What impact is this likely to have on our infrastructure?
We may see:
- A rapid decrease in the volume of single-destination, single-driver vehicles travelling to employment hubs during peak hours, with a corresponding increase in return journeys as empty vehicles return to the suburbs to reload
- reduction in shopping-related private travel, as autonomous vehicles further reduce the cost of small-volume home-deliveries
- the end of taxi driving as a business
- a sharp decline in private car ownership levels, particularly in urban areas
- a significant change in car user demographics – if a driver’s licence is no longer required will children become, or the elderly remain, car users? Will disabled car users be more empowered?
- the rise of a new industry dedicated to repurposing unused residential garages
- swathes of almost empty city centre car parks leading to repurposing and redevelopment opportunities
- fundamental changes to travel patterns, without the constraint of safe, secure, economical planning.
What impact would our pseudo-Uber ride sharing technology have on public transport systems such as buses? Depending on the individual travel requirements of each passenger, could buses move away from designated pick up and drop off locations and collect passengers solely on demand? What would the fundamental difference be between an ever-circulating autonomous taxi, owned and operated by car companies such as Ford, Volvo or even Yellow Cabs, and buses owned and operated by transport authorities or private operators? As part of a flexible and agile system you might simply stand outside your workplace, assuming you still occasionally travel to your workplace, and select the first reasonably-priced vehicle that offers to transport you home safely and quickly – and that could be an autonomous taxi, bus, uni-pod or rickshaw!
Changing the Way We Plan Infrastructure
None of these observations or thoughts are new. The same medium-term ‘what-if’ scenarios are being considered in the context of water supply, waste water treatment, power generation, storage, distribution, and across many other industries.
But what if demand does drastically alter or even cease to exist? By the time it is operational, will the infrastructure we are currently planning or designing be resilient enough to respond to demand?
An arterial road upgrade, currently in its planning stage, may be designed by late 2017, procured by mid-2018 and completed by 2021-22. Will demand have altered so much that the forecasted congestion will have reduced, been diverted elsewhere or have been eliminated entirely?
The key variable will be the rate of change and how quickly we, as users, adopt and embrace new technological advances. Will all urban dwellers respond equally positively to no longer needing to drive and own a car? Will our take-up rates be as rapid as our iPhone and Uber adoption, or will we experience a more gradual and considered rate of change over a period of 10 or 20 years?
So how do we design resilient infrastructure for the future if we cannot answer all of these questions today? The traditional boundaries between planning, design and construction may need to blur and shift.
Current planning projects may need to consider a wider range of criteria and potential future scenarios. Designs may need to cater for a range of modes or outcomes.
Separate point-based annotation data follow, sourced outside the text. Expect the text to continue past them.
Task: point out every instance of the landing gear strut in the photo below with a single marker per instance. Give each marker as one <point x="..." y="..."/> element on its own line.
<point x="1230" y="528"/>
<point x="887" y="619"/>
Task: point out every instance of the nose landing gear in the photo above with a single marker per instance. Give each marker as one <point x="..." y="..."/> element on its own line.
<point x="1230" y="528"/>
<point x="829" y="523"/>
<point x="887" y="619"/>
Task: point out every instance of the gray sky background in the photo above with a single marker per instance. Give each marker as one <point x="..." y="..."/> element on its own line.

Infrastructure planning should perhaps continue in parallel with design so that, if and when data trends indicate a particular option is becoming more likely, the design can be altered to accommodate this development at a far later stage in the project than would currently be the case.
Changing the Scope in Construction
When it comes to the construction phase, should contracts be structured so the scope can be significantly varied later in a project’s development? Perhaps it should. If it emerges at construction phase that the business case for a project no longer stacks up, due to rapid and significant changes in demand, a loss of profit payment to the constructor might be more palatable to an enlightened owner than wasting ten times the amount on a ‘white-elephant’ piece of infrastructure.
As we contemplate an exciting and challenging future for infrastructure planning, we must be aware of the intricacies and pay closer attention to evolving technologies – whether we are planners, engineers, scientists, accountants or lawyers.
Developing a greater understanding of how emerging technology and changing consumer demand will impact on transport infrastructure planning is essential for designing and developing resilient and adaptable infrastructure, where flexibility and agility will be key to our future success.